On that note, am I the only one increasingly creeped out by these 'town hall' meetings Bush keeps holding, where they only let in people guaranteed to fawn--isn't the whole point of a 'town hall' meeting to hear the concerns of the common people? But then, even if they voiced those concerns, he wouldn't really hear them. During one recent meeting, a woman tried to explain why Social Security was important to her because she's had to work three jobs just to keep her head about water, a revelation he described as "fantastic" and "uniquely American"--a moment of Chauncey Gardiner-ly inadvertant honesty. Yes, Mr. President, it is "fantastic" as in "unbe-f***ing-lievable" and "uniquely American" in the sense that the minimum wage you are determined to keep as viciously low as possible and the health care system you're determined to keep as cruelly inadequate/expensive as possible are forcing your citizenry into life-killing choices like working three jobs--none of which, I'm betting, are full time or give any kind of benefits. You just know she works at Wal-Mart, don'tcha? Oh, and as a follow-up, he asked if she "got any sleep," and laughed--laughed--when she replied, with unhappy honesty, "Not really." This man is an intellectually abortive monster. And we don't care.

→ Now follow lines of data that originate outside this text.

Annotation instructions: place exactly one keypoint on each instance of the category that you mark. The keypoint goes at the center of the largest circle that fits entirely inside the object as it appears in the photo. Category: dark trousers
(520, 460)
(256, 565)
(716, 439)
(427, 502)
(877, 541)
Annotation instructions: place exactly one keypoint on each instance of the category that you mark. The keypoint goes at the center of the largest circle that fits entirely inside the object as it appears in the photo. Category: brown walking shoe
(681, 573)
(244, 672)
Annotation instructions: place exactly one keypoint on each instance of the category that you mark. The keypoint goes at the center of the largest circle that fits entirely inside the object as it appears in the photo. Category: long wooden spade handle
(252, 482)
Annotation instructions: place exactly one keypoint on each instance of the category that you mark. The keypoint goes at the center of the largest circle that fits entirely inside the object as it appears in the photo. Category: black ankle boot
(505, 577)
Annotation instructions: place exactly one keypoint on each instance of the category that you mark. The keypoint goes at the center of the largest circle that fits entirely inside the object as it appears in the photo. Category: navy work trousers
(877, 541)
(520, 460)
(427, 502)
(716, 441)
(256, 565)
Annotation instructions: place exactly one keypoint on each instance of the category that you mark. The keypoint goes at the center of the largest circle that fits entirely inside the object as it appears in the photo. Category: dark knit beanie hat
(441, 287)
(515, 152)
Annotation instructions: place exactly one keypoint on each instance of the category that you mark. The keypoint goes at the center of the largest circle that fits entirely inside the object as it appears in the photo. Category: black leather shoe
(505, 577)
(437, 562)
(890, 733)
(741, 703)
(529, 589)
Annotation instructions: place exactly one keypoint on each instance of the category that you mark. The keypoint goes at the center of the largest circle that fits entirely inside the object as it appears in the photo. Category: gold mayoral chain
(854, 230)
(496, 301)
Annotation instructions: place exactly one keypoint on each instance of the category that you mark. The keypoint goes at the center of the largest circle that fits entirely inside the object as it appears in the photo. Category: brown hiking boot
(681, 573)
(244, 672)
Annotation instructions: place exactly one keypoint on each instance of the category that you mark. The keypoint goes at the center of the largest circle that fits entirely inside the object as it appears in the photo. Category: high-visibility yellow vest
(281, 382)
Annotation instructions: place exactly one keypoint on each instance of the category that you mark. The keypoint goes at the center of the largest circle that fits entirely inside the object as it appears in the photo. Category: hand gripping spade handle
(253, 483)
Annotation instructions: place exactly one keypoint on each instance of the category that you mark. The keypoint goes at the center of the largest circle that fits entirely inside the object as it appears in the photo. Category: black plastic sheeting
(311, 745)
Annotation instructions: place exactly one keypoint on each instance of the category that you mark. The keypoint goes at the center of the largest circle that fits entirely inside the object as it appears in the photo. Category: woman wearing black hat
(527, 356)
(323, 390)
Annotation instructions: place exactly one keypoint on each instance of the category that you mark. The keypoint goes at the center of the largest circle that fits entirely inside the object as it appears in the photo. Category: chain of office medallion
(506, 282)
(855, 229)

We don't care. We don't care about Cheney and Halliburton--old news, man. We don't care about the government paying talking heads six-figure incomes to tout its policies as their own opinions. We don't care that reporters for the New York Times sell the war as a good thing because 'it's what's going to happen anyway and might as well get on the winning team.' We don't care about the Attorney General's memos titled "Torture--It's FANNNNN-tastic!" We don't care that failures like Rice get promoted--that Scalia will be Chief Justice. We don't care. We don't care because--why? Because caring risks disappointment? Perhaps. Yet Cubs fans persist--and Red Sox fans finally lived to see their caring pay off. And, who knows, maybe Episode III won't suck. (Yes, it will, but still.) There are small reminders around us that hope is not a loser's game. And yet about the big things--the integrity of our leaders and the choices they make for our lives, the media that was once the fourth branch of the government and now exists solely as a wing of the Executive branch, the fact that Not Killing Minors won by the slimmest majority possible among the Nine Worthies--and that when Rehnquist retires Roe V. Wade will be on the chopping block toute de suite--we don't care. We shrug, we say "Meh," we go back to watching re-enactments of the Michael Jackson trial. We don't care. And the people who are supposed to get us to care--they don't care either. I'd like to think that right before his retirement, Rather will snap and pull a Howard Beale on live television and scream about the "bulls**t" and how he's mad as hell and he's not going to take it anymore (and frankly, if anyone's high-strung enough to do it, Rather is), but so what if he did? We'd just enjoy it as this year's equivalent of Janet Jackson's wardrobe malfunction, and go back to not caring. Remember: "Meh." Forever "Meh."

People, we're five years into the decade, and as yet no one has bothered to slap a numerical moniker on it. Not surprising really. After all: "Meh."